I have already critiqued the 2nd question and I am rather ambivalent about the 2nd Amendment debates, but I did want to offer some thoughts on the 1st question Gerson raises.
-The reduction of constitutionality to what is expressly said in the Constitution reflects the kind of radical fundamentalism that generally drives most Catholics nuts when it comes to Scriptural interpretation. It also reflects ignorance of the Constitution’s demand that Congress regulate inter-state commerce. Granted this aspect of Constitutional law has been abused with the blessing of the Supreme Court (see Rehnquist’s opinion in U.S. v Lopez), but as soon as the train was invented Congress naturally had an expanded regulatory portfolio. I remain convinced that if you want to reduce the involvement of government you have to start living locally. Don’t buy food that crosses state lines, etc. In this way, the Crunchy-Con movement is on its way to getting things right. At the very least they aren’t hypocrites.

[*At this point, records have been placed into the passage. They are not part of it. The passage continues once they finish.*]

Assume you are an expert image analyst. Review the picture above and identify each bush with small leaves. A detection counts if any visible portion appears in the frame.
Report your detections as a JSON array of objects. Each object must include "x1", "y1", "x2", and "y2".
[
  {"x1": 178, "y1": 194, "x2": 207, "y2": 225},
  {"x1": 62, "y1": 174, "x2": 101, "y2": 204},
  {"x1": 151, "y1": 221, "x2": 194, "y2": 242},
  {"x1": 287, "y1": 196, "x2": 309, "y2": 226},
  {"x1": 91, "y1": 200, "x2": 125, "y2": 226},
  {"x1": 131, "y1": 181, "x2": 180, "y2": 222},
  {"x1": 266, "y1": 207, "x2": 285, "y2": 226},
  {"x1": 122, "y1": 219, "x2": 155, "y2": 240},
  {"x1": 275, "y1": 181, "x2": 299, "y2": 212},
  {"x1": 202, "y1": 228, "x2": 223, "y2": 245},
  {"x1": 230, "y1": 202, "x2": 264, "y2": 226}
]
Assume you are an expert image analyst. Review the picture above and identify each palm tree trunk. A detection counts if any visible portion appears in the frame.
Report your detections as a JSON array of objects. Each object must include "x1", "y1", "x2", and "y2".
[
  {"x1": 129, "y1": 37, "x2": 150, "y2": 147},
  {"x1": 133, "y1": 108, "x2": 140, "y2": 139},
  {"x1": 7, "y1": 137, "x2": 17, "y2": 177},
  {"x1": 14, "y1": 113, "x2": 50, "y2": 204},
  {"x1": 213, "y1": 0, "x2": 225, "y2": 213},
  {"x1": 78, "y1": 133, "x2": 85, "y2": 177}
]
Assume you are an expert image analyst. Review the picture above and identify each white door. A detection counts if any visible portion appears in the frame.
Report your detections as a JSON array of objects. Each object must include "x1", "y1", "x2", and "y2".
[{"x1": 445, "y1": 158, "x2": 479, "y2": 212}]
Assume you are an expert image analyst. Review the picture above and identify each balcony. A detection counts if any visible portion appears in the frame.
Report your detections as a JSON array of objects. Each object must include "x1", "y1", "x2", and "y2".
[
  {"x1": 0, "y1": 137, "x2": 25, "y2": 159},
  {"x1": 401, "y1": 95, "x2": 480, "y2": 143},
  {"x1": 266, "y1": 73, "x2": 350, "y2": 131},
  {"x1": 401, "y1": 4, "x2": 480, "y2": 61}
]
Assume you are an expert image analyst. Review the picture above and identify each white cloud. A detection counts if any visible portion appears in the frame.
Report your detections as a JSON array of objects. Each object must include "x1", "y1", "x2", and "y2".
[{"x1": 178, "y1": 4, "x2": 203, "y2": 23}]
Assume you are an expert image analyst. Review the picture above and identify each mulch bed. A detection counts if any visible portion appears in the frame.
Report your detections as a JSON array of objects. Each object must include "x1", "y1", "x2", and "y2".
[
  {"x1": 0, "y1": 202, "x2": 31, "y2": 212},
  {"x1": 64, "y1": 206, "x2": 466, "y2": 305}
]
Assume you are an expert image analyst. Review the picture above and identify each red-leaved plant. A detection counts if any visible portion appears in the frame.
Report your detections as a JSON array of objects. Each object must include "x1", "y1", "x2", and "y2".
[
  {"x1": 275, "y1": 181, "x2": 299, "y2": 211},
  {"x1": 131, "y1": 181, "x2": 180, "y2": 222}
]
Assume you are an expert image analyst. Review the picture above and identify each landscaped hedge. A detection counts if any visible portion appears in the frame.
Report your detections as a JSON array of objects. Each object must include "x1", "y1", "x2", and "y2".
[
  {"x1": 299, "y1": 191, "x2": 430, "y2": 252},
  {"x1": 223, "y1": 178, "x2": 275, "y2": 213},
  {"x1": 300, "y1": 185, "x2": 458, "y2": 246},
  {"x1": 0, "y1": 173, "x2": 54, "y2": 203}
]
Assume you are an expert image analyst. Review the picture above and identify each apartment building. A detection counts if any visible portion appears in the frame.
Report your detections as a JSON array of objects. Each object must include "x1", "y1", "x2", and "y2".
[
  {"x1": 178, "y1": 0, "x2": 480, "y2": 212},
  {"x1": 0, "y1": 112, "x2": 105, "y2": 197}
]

-Inherent to Gerson’s critique is the tension between idealism and prudence. Lets say the government programs created since the New Deal (maybe even back to Lincoln?) are indeed unconstitutional. A Catholic approach to the social order would demand that we find some way to assist those who would be suddenly displaced by such programs. Take Gerson’s example, “In practice, Social Security abolition would push perhaps 13 million elderly Americans into destitution, blurring the line between conservative idealism and Social Darwinism.” I may be able to take the Tea Party somewhat seriously if they were to propose solutions to a problem like this. Gerson goes on to raise other issues that pit idealism against prudence and social obligation, which you can read for yourself. Overall, just recognize that if the Tea Party were to get its way we would still be faced with incredible social problems, which the demands of Christian charity compel us to deal with. Are government-run social programs better than individual Christian charity? Most certainly not. But are government-run social programs better than nothing? You betcha.